6. So far as Narain PW 16 is concerned, he was assaulted by Narain s/o Arjun and the injury is fracture of the hand. PW 18 Chimnaram was assaulted by Bhura and received fracture of the finger. These were the only individual assaults proved against the aforesaid appellants. Learned Counsel for the appellants has filed before us a consolidated chart of the period of imprisonment which has been undergone by the various appellants. Miss Rao appearing for the State conceded that the statements made in the chart is correct. It appears that so far as other appellants viz. Ramuram and Bhura are concerned, they have already undergone the sentences imposed against all of them, and their sentences are therefore reduced to the period already undergone. So far as Narain son of Arjun is concerned, he has undergone one year and eight months and this sentence in our opinion is sufficient to meet the ends of justice. We will, therefore, reduce the sentence of Narain under Section 325 from two years to the period already undergone. Similarly, Bhura has served about six and half months and we think it is not necessary to send Bhura back to the jail. In the circumstances his sentence is reduced to the period already undergone. They were on bail and will now be discharged from their bail bonds. All the charges under Section 147 and 149 have failed. The appeal of Gangaram, Qasimkhan Mubarakkhan, Sadullah, Bagaram, Lal Singh, Nabbukhan and Narain s/o Ganesh is allowed and they are acquitted of the charges framed against them.
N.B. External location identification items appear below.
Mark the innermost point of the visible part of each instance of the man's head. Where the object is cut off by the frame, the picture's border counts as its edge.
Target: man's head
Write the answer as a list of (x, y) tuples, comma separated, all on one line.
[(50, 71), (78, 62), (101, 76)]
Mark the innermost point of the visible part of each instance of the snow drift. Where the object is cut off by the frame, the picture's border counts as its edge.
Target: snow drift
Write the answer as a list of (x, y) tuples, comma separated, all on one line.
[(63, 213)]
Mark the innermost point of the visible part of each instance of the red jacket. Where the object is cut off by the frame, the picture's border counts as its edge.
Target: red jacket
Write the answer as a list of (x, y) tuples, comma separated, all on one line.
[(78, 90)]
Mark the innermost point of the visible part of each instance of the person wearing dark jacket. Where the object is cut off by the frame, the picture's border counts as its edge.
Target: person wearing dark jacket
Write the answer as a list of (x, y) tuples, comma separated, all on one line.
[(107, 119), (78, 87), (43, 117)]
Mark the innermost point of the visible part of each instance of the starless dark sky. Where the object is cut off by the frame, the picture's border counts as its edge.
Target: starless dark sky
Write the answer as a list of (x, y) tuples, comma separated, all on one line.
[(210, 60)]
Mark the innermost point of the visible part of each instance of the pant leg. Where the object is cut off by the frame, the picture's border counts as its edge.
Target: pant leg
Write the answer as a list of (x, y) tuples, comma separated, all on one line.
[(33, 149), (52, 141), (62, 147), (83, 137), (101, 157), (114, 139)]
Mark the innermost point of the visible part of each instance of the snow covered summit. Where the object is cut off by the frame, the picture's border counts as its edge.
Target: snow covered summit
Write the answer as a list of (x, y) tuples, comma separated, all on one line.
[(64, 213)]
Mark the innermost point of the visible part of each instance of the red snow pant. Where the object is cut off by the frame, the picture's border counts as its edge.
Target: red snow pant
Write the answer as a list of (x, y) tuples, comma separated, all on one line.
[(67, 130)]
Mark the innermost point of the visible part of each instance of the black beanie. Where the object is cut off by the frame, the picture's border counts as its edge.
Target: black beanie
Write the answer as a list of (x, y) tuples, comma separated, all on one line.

The appeal of the remaining appellants is dismissed with the modification indicated above.
7. Kakura is said to have burnt the bushes as also the other articles like agricultural implements and utensils. The charge under Section 435 will not apply to him so far as the burning of bushes is concerned. So far as the burning of agricultural implements and utensils is concerned, he must be held guilty under Section 435. He has also done about seven months and that is sufficient to meet the ends of justice. We would, therefore, reduce his sentence to the period already undergone. Subject to this modification, the appeal of Kakura is disposed of.